GitHub user paul-rogers opened a pull request:
https://github.com/apache/drill/pull/1244
DRILL-6373: Refactor Result Set Loader for Union, List support
This PR builds on the previous refactoring of the column accessors to
prepare for Union, (non-repeated) List and Repeated List support. The PR
includes four closely related changes divided across four commits:
### Correct the Type of the Data Vector in a Nullable Vector
The nullable vectors contain a "bits" vector and a "data" vector. The data
vector has historically been created using the same `MaterializedField` as the
nullable vector, meaning that the data vector is labeled as "nullable" even
though it has no bits vector.
This PR creates a clone `MaterializedField` with the same name as the outer
nullable vector, but with a Required type.
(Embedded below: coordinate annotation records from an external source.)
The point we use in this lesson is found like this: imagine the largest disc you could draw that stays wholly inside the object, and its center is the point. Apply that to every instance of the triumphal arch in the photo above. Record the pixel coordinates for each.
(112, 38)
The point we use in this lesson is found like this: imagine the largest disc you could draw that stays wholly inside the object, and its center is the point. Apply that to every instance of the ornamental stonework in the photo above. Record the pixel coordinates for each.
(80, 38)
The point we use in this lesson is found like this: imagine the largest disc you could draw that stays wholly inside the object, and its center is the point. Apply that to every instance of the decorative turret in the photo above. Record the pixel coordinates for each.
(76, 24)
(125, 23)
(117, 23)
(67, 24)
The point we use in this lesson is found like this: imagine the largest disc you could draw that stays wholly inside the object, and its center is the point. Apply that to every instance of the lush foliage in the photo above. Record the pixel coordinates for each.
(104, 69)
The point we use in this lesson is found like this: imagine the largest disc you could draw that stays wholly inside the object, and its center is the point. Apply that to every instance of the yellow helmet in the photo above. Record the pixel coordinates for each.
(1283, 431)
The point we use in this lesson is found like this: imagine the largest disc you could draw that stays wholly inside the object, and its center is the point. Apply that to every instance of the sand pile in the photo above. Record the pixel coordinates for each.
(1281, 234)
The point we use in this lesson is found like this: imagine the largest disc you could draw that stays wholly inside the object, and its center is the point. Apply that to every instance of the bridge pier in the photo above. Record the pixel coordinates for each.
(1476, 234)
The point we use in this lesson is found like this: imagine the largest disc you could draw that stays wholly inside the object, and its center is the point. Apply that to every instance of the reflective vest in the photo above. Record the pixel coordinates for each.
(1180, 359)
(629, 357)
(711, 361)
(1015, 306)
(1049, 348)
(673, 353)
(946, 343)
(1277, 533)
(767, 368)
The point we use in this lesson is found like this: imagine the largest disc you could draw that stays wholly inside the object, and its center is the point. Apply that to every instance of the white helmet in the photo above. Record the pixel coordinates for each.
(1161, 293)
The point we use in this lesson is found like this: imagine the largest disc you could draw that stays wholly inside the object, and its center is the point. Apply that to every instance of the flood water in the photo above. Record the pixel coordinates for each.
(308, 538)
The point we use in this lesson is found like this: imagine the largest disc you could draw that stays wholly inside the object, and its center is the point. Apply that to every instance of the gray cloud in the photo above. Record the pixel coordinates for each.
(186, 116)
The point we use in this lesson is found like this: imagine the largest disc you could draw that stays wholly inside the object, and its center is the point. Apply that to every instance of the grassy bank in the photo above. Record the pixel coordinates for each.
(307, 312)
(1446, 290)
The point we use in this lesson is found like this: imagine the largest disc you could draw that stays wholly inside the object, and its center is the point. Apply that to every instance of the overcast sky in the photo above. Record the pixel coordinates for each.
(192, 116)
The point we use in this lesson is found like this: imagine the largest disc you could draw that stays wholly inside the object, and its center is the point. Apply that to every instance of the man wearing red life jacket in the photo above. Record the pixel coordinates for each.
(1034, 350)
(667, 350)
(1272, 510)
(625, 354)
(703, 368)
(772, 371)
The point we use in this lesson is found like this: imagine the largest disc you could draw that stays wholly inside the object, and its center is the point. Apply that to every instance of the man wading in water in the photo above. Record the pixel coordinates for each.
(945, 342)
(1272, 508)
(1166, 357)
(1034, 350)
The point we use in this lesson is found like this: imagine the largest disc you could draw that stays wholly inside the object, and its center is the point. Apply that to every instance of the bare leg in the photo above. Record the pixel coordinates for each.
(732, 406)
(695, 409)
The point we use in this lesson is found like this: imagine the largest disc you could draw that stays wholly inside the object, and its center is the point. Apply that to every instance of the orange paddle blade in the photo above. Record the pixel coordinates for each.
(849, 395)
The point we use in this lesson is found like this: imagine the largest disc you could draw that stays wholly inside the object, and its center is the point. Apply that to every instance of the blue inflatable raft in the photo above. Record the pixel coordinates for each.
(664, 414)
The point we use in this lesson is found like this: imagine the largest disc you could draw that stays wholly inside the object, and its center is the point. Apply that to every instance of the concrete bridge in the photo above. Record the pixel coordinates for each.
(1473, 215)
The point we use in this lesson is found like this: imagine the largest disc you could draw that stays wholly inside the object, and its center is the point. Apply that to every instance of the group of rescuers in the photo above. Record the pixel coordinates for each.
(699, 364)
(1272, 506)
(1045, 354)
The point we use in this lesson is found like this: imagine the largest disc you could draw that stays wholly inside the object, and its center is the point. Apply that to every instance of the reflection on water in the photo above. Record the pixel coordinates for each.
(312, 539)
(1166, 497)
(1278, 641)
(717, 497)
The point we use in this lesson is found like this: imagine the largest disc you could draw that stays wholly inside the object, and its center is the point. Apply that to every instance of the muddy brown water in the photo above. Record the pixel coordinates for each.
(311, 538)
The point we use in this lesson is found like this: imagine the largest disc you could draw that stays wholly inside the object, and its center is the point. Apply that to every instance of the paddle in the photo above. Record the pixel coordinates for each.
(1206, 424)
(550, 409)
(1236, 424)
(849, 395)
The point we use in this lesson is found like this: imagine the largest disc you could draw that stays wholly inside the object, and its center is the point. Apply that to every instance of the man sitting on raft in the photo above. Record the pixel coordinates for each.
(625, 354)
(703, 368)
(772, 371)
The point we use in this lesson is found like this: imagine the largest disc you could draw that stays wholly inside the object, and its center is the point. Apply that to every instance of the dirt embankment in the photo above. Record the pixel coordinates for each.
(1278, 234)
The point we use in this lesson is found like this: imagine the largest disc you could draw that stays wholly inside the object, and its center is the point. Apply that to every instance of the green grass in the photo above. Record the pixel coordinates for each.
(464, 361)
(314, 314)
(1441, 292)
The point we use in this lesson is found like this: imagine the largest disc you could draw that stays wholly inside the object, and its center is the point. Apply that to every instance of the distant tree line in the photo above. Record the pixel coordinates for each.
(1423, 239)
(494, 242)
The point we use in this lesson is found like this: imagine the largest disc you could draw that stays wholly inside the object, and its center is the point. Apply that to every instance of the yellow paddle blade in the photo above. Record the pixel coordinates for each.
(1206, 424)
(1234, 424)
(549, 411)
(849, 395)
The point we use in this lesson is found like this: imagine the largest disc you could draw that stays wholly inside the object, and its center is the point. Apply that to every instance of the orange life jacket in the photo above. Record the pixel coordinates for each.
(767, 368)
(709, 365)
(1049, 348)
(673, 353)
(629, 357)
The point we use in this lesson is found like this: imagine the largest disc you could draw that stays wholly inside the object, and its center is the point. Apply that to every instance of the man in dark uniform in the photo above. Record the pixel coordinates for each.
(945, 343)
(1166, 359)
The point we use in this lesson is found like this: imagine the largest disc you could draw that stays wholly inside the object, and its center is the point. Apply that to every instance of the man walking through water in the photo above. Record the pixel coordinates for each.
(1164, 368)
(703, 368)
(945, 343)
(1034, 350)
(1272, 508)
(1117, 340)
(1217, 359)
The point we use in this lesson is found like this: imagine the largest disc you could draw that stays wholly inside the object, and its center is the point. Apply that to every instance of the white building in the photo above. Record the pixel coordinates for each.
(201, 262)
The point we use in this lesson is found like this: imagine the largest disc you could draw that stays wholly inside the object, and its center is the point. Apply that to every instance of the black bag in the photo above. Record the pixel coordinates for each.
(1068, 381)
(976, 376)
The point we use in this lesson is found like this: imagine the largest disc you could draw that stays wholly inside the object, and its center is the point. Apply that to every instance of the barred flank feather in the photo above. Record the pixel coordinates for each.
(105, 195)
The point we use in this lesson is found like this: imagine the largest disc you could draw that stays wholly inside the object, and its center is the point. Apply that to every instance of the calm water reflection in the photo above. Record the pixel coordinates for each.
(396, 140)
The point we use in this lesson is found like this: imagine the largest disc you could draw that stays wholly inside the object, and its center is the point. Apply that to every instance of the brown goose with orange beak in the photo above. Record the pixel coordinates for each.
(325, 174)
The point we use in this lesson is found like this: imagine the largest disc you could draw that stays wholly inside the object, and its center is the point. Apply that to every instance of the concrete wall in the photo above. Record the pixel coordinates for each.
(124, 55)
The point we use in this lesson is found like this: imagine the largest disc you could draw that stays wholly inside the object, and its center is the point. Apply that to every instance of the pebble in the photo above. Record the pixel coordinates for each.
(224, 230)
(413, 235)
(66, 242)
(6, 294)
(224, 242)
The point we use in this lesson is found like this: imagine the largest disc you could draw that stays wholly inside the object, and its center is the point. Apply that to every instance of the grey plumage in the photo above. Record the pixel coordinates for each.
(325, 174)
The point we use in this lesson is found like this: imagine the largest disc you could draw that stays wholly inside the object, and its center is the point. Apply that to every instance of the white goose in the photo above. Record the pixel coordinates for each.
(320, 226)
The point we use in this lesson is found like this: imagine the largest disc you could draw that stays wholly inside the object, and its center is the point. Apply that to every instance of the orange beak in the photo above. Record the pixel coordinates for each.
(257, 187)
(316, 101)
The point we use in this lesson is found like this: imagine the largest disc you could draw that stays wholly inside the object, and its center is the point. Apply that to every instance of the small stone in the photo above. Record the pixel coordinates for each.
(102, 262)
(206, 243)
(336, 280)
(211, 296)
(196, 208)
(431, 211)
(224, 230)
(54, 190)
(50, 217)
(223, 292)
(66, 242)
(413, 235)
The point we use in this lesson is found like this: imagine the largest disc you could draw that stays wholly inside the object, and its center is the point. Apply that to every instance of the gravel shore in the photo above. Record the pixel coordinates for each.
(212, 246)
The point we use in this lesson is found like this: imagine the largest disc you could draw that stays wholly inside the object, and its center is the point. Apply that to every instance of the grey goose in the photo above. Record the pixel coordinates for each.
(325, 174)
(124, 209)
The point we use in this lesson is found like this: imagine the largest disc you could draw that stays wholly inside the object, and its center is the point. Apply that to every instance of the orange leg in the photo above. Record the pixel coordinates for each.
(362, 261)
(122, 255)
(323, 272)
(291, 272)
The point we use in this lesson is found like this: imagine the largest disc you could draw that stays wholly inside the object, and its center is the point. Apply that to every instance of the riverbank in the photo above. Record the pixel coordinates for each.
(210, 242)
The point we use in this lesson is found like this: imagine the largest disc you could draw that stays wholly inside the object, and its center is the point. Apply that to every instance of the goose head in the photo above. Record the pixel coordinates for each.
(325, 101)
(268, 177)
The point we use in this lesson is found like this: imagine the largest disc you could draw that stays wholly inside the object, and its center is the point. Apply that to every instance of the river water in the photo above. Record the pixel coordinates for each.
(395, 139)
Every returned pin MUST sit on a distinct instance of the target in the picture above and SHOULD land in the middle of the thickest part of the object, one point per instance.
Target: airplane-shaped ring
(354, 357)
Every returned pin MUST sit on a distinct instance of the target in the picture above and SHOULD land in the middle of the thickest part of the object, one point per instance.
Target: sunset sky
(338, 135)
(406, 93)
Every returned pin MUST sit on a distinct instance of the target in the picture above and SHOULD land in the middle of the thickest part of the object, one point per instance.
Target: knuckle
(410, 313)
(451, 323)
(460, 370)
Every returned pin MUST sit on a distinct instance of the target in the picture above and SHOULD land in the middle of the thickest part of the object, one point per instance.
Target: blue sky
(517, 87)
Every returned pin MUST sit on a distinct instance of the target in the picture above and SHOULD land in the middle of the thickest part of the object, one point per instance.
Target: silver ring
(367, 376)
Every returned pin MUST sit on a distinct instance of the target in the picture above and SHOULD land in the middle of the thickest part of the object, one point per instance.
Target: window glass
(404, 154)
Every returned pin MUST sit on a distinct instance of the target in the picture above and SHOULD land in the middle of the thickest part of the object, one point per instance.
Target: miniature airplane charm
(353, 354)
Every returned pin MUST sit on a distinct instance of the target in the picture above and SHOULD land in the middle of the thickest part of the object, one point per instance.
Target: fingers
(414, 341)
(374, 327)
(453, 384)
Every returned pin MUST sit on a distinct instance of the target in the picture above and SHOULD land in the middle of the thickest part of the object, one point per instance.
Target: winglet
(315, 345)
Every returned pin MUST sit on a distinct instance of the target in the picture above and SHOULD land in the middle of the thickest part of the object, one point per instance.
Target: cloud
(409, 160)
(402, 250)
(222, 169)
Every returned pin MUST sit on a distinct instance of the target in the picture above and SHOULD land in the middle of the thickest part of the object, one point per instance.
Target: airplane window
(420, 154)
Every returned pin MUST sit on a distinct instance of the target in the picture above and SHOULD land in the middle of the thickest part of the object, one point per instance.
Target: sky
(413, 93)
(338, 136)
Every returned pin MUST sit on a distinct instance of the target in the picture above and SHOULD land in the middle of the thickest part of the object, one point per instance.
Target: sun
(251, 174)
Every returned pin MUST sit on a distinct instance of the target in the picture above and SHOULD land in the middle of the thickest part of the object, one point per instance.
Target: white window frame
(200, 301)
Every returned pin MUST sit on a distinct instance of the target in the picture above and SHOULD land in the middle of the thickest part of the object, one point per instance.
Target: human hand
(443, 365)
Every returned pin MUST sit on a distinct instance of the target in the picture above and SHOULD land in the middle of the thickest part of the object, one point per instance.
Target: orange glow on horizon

This change ensures that the overflow logic works correctly as it uses the
vector metadata (in the `MaterializedField`) to know what kind of vector to
create for the "lookahead" vector.
### Result Set Loader Refactor
The second commit pretty much just rearranges the deck chairs in a way that
we an slot in the new types in the next PR. The need for the changes can be
seen in the full code set (the union and list support was pulled out for this
PR.)
A union is a container, like a map, so the tuple state was refactored to
create a common parent container state.
List and unions are very complex to build, so the code to build the
internal workings of each vector was pulled out into a separate builder class.
### Projection Handling and the Vector Cache
Previous versions of the result set loader handled projection and a cache
for vectors reused across readers in the same Scan operator. Once we introduce
nested maps, projection within maps, unions and lists, projection gets much
more complex, as does vector caching.
This PR adds logic to support projection and vector caching to any
arbitrary level of maps. It turns out that handling projection of an entire
map, and projection of fields within maps, is far more complex than you'd
think, requiring quite a bit of internal state to keep everything straight. The
result is that we can now handle a map `m` with three fields `{a, b, c}` and
project just one of them, `m.a`, say.
Further, Drill allows projection of non-existent columns. So, we might ask
for field `m.d` which does not exist in the above map. The projection mechanism
handles this case as well, creating the right kind of null column.
### Unit Tests
New tests are added to exercise the projection and cache mechanisms.
Existing tests were updated for the changes made in the refactoring.
### Reference Design
All of this work is done in support of the overall "batch sizing" project
explained
[here](https://github.com/paul-rogers/drill/wiki/Batch-Handling-Upgrades).
You can merge this pull request into a Git repository by running:
$ git pull https://github.com/paul-rogers/drill DRILL-6373
Alternatively you can review and apply these changes as the patch at:
https://github.com/apache/drill/pull/1244.patch
To close this pull request, make a commit to your master/trunk branch
with (at least) the following in the commit message:
This closes #1244
----
commit 7df4280f3011862b84b43240c8a07e0bf019745d
Author: Paul Rogers <progers@...>
Date: 2018-05-01T02:10:53Z
DRILL-6373: Fix nullable vector data vector type
Fixes the type of the data vector within a nullable vector. The data vector
is Required (has no bits vector.) Accurate metadata is required for proper
overflow handling in the result set loader.
commit 9496ef681f19f03ccd735f2c9b18f6d914eae3e2
Author: Paul Rogers <progers@...>
Date: 2018-05-01T02:15:33Z
DRILL-6373: Refactor result set loader
commit 74675436ae1efdf66deafeaa27b281d169e274ad
Author: Paul Rogers <progers@...>
Date: 2018-05-01T02:16:48Z
DRILL-6373: Revised projection & vector cache
commit 04598c0dbdbbff5ecbc2f89d02b14f66982f86bd
Author: Paul Rogers <progers@...>
Date: 2018-05-01T02:17:22Z
DRILL-6373: Revised & added unit tests
----
---